Le pouvoir du langage
Jeux de mots, sarcasmes, rimes, prose analytique, l’écriture d’Alex Tamécylia est protéiforme, n’entrant dans aucune case. Les mots dansent sur les pages dans des jeux typographiques. Ielle s’approprie le langage parce que “qui possède le langage possède le pouvoir”, comme le dit Chloé Delaume. Alex prend la plume et la parole, tout en regardant avec intérêt ce qu’en font d’autres, à l’image de Typhaine D qui a créé la Féminine Universelle, féminisant tout ce qu’elle dit. “Il est intéressant de voir ce que les expérimentations déclenchent. La langue est un bon indicateur de l’évolution de la société”, affirme Alex.

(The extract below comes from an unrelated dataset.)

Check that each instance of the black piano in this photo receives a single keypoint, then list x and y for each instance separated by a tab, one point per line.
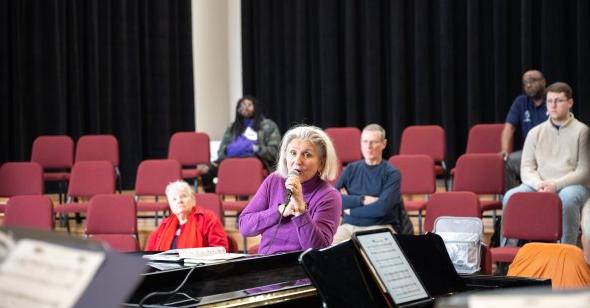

Utiliser le langage c’est aussi prendre la parole. Le livre s’ouvre sur la parole nécessaire, mais la parole toujours questionnée. Pourquoi parler maintenant ? Pourquoi parler tout simplement ? “La parole ne libère personne parce que l’écoute est sourde” écrit l’auteurice. On comprend dès lors que ce texte est aussi un récit intime, dont le point de départ est la violence des hommes. Il fait écho aux récits de victimes, tout en rappelant qu’ils sont encore trop peu entendus. Alex nous confie que ce récit est né d’un syndrome post-traumatique. Écrit par fragments, ce livre sort du ventre, des tripes. Chloé Delaume, qui en a rédigé la préface, évoque un cri. Toutefois, c’est aussi un texte à portée plus universelle, dans lequel chacun-e pourra certainement se reconnaître.